The school district in Arlington is facing a $48 million shortfall. Just imagine trying to save up that much money in your lifetime. Bill Gates and Oprah might be able to do that, but all the rest of us might as well try pushing a dead elephant uphill all by our lonesome. It’s plumb near impossible.

But that didn’t stop two third-graders from trying. Silly kids, always trying to change the world. They haven’t yet learned to give up on their dreams. These girls, good friends, got together and held a bake sale. They stayed up all night long on Friday night cooking and held the bake sale on Saturday morning.
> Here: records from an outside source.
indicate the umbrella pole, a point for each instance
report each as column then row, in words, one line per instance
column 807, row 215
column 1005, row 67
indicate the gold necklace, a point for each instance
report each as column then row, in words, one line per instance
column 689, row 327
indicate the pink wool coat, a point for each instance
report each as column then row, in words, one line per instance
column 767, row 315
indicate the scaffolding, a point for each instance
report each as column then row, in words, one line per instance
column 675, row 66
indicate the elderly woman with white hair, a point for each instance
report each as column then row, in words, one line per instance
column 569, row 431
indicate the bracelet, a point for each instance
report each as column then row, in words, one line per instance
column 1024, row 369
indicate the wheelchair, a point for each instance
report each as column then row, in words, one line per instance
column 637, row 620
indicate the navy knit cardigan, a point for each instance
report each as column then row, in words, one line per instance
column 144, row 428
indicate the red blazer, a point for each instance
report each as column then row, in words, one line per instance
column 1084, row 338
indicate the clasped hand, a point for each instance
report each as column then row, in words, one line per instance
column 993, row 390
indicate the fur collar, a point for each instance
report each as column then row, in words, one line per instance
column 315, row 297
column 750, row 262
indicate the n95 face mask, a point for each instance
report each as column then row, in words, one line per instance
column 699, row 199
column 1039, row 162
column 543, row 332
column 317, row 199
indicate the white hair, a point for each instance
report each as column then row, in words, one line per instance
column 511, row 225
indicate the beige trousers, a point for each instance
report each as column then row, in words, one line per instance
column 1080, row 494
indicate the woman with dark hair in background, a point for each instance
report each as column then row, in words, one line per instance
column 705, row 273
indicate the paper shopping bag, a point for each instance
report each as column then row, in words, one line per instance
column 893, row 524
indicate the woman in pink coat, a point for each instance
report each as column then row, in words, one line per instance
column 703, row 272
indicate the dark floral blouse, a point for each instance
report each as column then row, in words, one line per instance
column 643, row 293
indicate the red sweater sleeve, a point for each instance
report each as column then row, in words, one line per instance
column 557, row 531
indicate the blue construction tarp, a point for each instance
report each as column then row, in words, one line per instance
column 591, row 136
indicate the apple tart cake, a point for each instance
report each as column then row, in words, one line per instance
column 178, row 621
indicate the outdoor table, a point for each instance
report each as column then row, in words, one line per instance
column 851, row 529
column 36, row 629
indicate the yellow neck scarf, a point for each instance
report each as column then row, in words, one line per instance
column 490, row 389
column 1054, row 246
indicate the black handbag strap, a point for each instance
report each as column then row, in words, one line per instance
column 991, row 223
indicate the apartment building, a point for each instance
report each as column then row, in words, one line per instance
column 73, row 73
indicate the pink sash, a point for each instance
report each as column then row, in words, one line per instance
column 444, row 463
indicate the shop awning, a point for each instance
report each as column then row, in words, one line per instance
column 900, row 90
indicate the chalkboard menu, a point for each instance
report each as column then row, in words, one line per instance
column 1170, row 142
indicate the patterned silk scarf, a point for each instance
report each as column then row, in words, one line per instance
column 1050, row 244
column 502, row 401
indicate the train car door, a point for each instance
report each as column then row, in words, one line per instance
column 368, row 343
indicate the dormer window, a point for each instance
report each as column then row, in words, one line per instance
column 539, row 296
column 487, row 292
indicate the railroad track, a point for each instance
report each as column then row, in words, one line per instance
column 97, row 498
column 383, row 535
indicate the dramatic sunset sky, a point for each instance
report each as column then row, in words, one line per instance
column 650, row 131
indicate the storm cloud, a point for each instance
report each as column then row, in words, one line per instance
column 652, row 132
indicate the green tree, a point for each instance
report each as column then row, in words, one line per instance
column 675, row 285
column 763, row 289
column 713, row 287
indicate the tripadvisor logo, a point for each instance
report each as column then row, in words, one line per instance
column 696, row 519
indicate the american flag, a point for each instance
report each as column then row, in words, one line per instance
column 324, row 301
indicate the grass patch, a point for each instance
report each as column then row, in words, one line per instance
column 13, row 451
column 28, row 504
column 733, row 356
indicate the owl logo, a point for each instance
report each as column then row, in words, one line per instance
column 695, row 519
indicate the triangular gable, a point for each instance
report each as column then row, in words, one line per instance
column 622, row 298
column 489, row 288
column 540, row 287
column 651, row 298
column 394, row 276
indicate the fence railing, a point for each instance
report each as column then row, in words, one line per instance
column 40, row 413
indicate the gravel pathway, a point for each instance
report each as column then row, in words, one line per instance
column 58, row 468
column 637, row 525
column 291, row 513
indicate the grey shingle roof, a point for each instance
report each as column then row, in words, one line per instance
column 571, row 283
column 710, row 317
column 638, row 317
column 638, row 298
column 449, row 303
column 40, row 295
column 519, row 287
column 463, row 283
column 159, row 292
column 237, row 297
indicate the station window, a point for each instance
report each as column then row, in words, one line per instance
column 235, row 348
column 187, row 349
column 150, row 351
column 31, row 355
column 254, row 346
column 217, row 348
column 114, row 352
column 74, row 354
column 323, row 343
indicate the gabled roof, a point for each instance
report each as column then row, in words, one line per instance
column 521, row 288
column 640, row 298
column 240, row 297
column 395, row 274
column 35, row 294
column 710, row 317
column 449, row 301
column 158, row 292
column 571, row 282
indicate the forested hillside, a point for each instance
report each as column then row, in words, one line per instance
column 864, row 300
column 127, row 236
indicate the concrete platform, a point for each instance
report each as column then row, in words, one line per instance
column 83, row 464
They called it “Cookies for Cuts.” Their goal was to raise $400 but as kids are prone to do, they blew that to smithereens. They raised a whopping $1296! (Makes a person wonder if perhaps we ought to put third-graders in charge of Congress and the budget. We should send all those politicians back to school where they could study up on what it really means to be a good citizen).

When the local TV station heard about what these girls were doing, they sent their reporters out to interview them. The girls made the evening news, which sort of make them mini-celebrities in their neighborhood, which doesn’t really amount to a hill of beans. It won’t help a kid pass the state assessment test or ensure that her favorite teacher won’t be out a job next year. But it’s always nice to recognized for doing good things, and beats the heckabus out of having your third-grade mug displayed for doing something bad.

But then one of those Big City TV shows heard about the good deed and they wanted to tell the rest of world about it on one of their Sunday morning news shows. They called the girls’ moms for a pre-interview. In the news business that means they were trying to figure out the “hook” for the story. How could they tie in what was happening in Arlington, Texas, to the bigger story of what’s happening in the rest of the nation?

The reporter asked one of the moms if she had turned the money over the school district yet.

“No. Not yet,” the mom said, explaining that they had requested a meeting with the district folks to do that.

“So you’re saying the school board is ignoring you?” the reporter asked.

Well, for pity’s sake, nobody ever said any such thing. That reporter was making stuff up, the way writers do sometimes for the sake of a good story. But kids understand things grown-ups rarely do – there’s a difference between a writer who writes for fun and a reporter who is supposed to tell what’s happening for real and not make it up.

Thankfully, this mama knew full-well the difference. She tried to set the reporter straight: “No, they aren’t ignoring us. They’re in the middle of working on their budget crises and I fully support the school boards and want to work with them on this.”

But the reporter, she didn’t like that answer. She had it set in her mind how she wanted the story to go and she was intent on making it happen. You know how it is when two of your friends get in a tift with each other and one of them comes to you and says “You have to choose between her or me?”

That’s what the reporter was trying to get these moms to do – choose between the school board or the teachers unions. She was bullying these moms. Now it’s bad enough when kids who don’t know better, or even ones who do, act the bully. But when grown-ups do it, well, gosh, that’s just pitiful.

It makes a person want to drop to their knees and pray, which is exactly what these good mamas did. They prayed and decided that Big City TV show could just stay the heck out of Texas. They didn’t want their daughters’ good deeds exploited for the sake of a headline.

It’s ugly enough the way politicians are pushing the teachers around, threatening to take their jobs unless they do what they tell them to do. You kids understand how hard your teachers work, how much they care about you, and how school often becomes your home away from home.

Given all that’s going on behind the schoolhouse doors, it’s pretty wonderful that these third-graders pulled on their big-girl panties and did what the politicians are all failing to do – they found a creative way to raise some money.

Congress needs to take a lesson from these girls. It’s time they pulled up their big-boy breeches and got to work doing something constructive, instead of picking fights all the time.

Didn’t your mamas teach you anything?